As a classic arcade gaming experience, this stands out as one of the first multi-sensory titles, with some cabinets requiring you to stand on a glowing platform, with surround sound and lighting effects linked to the on screen action, and as such drew some big crowds. The game display used a novel mirrored effect that projected the raster graphics onto a glass with hi-res painted graphics behind.

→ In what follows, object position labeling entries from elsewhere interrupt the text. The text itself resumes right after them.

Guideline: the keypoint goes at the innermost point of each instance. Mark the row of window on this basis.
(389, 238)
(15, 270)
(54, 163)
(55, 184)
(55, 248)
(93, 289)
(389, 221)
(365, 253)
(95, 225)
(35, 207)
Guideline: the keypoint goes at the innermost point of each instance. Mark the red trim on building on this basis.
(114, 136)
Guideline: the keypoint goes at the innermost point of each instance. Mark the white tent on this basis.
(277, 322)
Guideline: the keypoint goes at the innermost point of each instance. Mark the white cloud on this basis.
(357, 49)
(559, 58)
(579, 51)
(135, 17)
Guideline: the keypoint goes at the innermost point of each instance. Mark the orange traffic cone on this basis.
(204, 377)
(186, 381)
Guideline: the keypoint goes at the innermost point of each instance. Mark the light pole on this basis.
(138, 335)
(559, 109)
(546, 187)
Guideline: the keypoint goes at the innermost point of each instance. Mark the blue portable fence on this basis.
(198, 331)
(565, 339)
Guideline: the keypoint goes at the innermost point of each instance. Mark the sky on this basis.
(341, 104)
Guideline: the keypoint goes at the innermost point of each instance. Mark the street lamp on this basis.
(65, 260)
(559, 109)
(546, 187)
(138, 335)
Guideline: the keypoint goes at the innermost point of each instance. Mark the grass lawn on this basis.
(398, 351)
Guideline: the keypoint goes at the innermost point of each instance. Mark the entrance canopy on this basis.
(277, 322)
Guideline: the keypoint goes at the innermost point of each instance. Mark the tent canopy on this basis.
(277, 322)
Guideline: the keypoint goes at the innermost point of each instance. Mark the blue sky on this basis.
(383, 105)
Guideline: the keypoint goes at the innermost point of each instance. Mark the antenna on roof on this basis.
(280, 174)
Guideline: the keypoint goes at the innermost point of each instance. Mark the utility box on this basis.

The objective of the game, played in a kind of space-age squash court, is to knock the enemy player (Sark) from the one of his circular platforms by hitting him with your frisbee discs, of which 3 could be in play at a time. You also had to avoid discs thrown by Sark, use the deflect feature, or smash his disc in mid-air with yours. By timing the throws correctly you could knock Sark off before he has a chance to move platforms.
To complicate matters Sark also has green energy balls which he can fire at you, which split into multiples and cannot be deflected but can be destroyed with your discs. There are also special chaser discs which will track you and need multiple hits to destroy.As the levels progress, the number of platforms change, platforms change height or move, and walls appear to block direct shots. You can also shoot each other’s platforms when in raised position, requiring you to visit them in order to keep them.
In stand up cabinet format this game was merely good, but in the surround cabinet it was a real arcade experience. I have not played any of the recent Tron console games, or even seen the long awaited sequel to the original film, but I’d love to get my hands on one of these machines as it just cant be emulated on a PC or even a MAME cabinet.
This review featured in Retro Gamer magazine, written under my Phoenix username.